TGS is deploying a multi-modal Subsurface Foundation Model (SFM) built on Amazon Bedrock and powered by Amazon SageMaker HyperPods, which will simultaneously process diverse data types, to achieve a comprehensive subsurface understanding.

"TGS' selection of AWS as their preferred cloud provider demonstrates how industry leaders are leveraging cloud computing and generative AI to transform energy exploration," said Uwem Ukpong, vice president, AWS Industries. "By combining AWS advanced computing and AI capabilities with TGS' domain expertise and extensive energy data library, energy companies can unlock greater value from seismic data. Additionally, through Open Subsurface Data Universe (OSDU) Energy Data Integration with TGS, companies across the energy sector can seamlessly integrate data, optimise exploration workflows, reduce risk, and make more confident decisions through intelligent analysis of complex subsurface data."
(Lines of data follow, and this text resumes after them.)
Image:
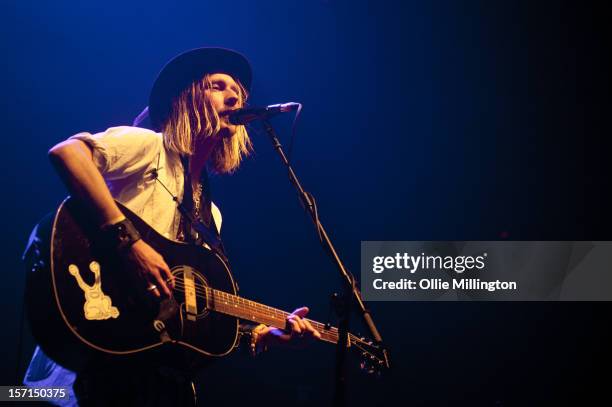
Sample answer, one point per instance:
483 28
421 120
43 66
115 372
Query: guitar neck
239 307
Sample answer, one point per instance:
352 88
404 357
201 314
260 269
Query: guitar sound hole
186 277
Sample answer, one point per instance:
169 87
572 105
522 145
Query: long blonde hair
192 116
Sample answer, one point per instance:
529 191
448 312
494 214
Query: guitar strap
202 229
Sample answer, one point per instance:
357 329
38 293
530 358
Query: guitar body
83 304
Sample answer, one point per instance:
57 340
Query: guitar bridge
191 301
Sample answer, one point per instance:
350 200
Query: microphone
248 114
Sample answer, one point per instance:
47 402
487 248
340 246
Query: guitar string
326 334
320 326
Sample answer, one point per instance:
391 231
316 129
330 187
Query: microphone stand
351 295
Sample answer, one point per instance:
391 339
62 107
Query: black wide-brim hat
181 71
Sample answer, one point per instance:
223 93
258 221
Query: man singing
189 108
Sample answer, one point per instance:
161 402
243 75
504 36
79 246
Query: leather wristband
122 235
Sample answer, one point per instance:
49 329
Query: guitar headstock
374 357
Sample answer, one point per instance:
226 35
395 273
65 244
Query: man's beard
223 156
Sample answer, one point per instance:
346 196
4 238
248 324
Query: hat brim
182 70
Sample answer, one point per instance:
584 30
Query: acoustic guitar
83 304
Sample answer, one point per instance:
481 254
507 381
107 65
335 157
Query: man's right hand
150 268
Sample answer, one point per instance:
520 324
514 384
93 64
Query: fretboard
239 307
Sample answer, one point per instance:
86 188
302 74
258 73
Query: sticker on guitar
98 306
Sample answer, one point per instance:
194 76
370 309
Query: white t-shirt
126 157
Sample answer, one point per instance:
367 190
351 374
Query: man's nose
231 101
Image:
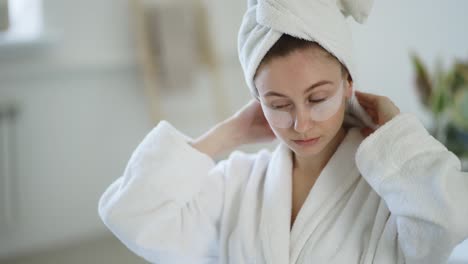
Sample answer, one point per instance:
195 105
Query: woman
326 194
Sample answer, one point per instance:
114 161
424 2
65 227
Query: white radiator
7 121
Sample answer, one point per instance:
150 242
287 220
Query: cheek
336 121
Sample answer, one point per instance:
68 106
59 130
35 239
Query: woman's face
304 89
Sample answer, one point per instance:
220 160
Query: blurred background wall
79 100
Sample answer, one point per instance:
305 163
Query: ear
349 87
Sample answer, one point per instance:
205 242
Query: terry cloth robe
397 196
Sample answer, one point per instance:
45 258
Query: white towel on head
321 21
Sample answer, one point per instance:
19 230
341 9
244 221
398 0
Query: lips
306 141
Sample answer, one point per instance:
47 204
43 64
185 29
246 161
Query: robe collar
282 244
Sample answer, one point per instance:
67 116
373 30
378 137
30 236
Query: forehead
295 72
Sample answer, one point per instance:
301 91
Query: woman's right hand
250 125
246 126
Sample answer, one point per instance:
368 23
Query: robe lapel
334 182
276 212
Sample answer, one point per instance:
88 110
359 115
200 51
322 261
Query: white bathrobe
397 197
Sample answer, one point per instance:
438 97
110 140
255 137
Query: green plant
445 94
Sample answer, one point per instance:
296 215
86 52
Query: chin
305 151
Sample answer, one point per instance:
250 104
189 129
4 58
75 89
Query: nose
302 122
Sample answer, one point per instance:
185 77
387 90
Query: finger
365 100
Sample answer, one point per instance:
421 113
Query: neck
313 165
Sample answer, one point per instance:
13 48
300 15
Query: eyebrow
315 85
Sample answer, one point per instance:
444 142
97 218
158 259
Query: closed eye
317 100
282 106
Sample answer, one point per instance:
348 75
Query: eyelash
286 105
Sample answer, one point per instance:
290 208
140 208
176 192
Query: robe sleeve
167 205
423 186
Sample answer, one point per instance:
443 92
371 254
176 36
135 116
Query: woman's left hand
380 108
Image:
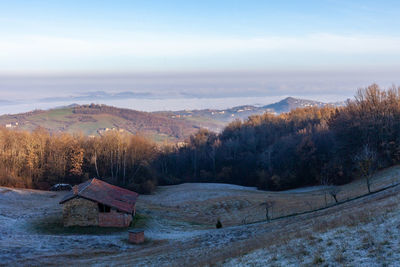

SLB is expanding its technology collaboration with NVIDIA to design and deploy critical AI infrastructure and models for the energy industry

It follows the announcement of plans in 2024 to develop generative artificial intelligence solutions for the energy sector using NVIDIA software integrated with SLB’s Delfi digital platform and Lumi data and AI platform.

The initiative covers traditional machine learning, generative AI and emerging agentic AI technologies designed to improve performance and support reliable, efficient and lower-carbon energy systems.

Three strategic elements

It focuses on three strategic elements:
Modular design for data centres: SLB will serve as the modular design partner for NVIDIA DSX AI factories, driving increased quality and reliability while also reducing costs, labour constraints and lead times, as well as enabling rapid and flexible scaling
AI Factory for Energy: SLB will work with NVIDIA to develop an “AI Factory for Energy,” a reference environment powered by domain-specific generative AI models and industrial-scale agentic AI. This will run on SLB’s digital platforms to help energy companies scale AI for their data and operations.
Accelerated computing for SLB digital platforms: The companies will optimise the processing of large datasets and AI models across SLB digital platforms using the latest NVIDIA AI infrastructure, boosting performance and efficiency in energy applications.

“The winners in AI will be companies with the best data, the deepest domain expertise and the ability to scale,” said Demos Pafitis, SLB’s chief technology officer. “By collaborating with NVIDIA to advance modular data centre construction and harness our domain expertise and digital platforms, we’re enabling the energy industry to deploy AI at scale and transform operational data into smarter decisions.”

"AI is becoming the engine of a new industrial revolution, and the energy industry is at its forefront," said Vladimir Troy, vice president of AI Infrastructure at NVIDIA. "Building AI Factory infrastructure and domain models is needed to turn massive amounts of energy data into actionable insights and accelerate more efficient and sustainable energy systems."